Satır aralarında şöyle bir cümle kullanıyor:
“- Kayaları delip, içine toprak dolduracağız ve fidanları o şekilde dikeceğiz.”
Yanlış duymadınız, kayalar delinecek, üzeri toprakla beslenecek ve fidanlar dikilecek..
Neden mi?
Beydağı çorak bir arazi, toprak kalınlığı 5-10 santimi geçmiyor..
Sırf, Malatya’da kötü bir manzara yaratıyor diye, ortalık ayağa kalkıyor..
İşadamlarına çağrı yapılıyor..
***
E, bizim burada armut toplanmıyor..
Bizimkiler de çalışıyor..
İskenderun’un taşı toprağı altın ya, maazallah kampanyayla adam arıyoruz..
Amanoslar, taşocaklarından geçilmiyor..
Var olanı, yok ediyoruz.. Toprağımız var, patlıcan gibi oyuyoruz..
Altından taş çıkarıyoruz.. Üzerine mantar gibi konut yaptırıyoruz..
Malumunuz, manzara çirkin ve ürkütücü..
Malatya, koca taş kayalara toprak enjekte edebiliyorsa, biz neyi bekliyoruz?
Ben söyleyim..
Bizde, kentteki bütün kamu kurumlarını harekete geçirecek, ateşleyecek bir yapı gerekiyor..
Örneğin, benzer bir kampanyanın fitilini, Hatay Valisi M. Celalettin Lekesiz ateşleyebilir.
İşadamlarımıza kendi adlarını kullanabilecekleri özel alanlar tahsis edilebilir.

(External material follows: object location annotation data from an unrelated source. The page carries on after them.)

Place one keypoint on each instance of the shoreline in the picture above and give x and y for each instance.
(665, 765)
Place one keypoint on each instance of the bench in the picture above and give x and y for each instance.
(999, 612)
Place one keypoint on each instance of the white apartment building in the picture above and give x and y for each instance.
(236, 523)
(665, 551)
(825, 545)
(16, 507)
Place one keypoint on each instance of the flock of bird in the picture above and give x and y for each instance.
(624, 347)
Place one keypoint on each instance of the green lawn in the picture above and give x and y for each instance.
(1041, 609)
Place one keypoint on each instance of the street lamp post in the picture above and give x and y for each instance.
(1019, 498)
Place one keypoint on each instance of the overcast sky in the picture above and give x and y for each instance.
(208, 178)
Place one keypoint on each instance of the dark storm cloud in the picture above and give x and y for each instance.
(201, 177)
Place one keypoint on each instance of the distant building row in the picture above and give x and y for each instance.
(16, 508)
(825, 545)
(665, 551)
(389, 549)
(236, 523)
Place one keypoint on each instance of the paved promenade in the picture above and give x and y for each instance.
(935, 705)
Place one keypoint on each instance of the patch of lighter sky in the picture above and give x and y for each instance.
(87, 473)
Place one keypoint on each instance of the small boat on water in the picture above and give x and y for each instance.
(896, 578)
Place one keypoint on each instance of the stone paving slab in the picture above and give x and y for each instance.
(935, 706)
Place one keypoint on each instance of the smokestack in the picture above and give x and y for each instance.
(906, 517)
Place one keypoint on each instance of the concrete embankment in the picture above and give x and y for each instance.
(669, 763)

İstiyoruz ki, Amanoslar kurtulsun..
İstiyoruz ki, çirkin görüntü ortadan kalksın..
İstiyoruz ki, Amanoslar yeşillensin, güzel bir görüntüye bürünsün..
Bunun için de, bir kampanya başlatmak gerek..

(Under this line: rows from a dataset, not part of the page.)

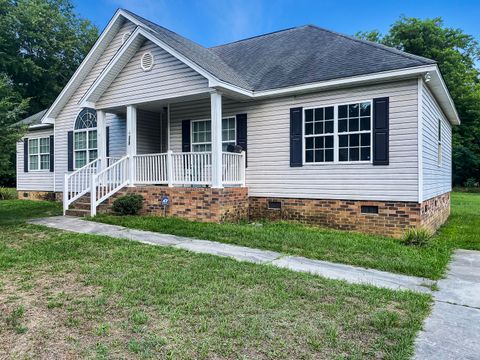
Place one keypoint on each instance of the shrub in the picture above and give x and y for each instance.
(128, 204)
(417, 237)
(7, 193)
(471, 183)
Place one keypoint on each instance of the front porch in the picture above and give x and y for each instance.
(147, 159)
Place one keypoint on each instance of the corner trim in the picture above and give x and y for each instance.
(420, 137)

Eğer başarılı olur, Amanoslar yeşile dönüşürse, Malatya’dan sonra, İskenderun da tüm Doğu ve Güneydoğu’ya örnek olur..

ÇOK KONUŞAN MI, AZ KONUŞAN MI?
Böyle bir soru karşısında benim vereceğim cevap şudur:
– Bir yöneticinin az ya da çok konuşması önemli değil, aslolan hizmettir!
İskenderun Belediye Başkanı Dr. Yusuf Civelek’le ilgili yazdığım olumlu yazılardan sonra, bazı arkadaşlar rahatsızlıklarını bildirdi..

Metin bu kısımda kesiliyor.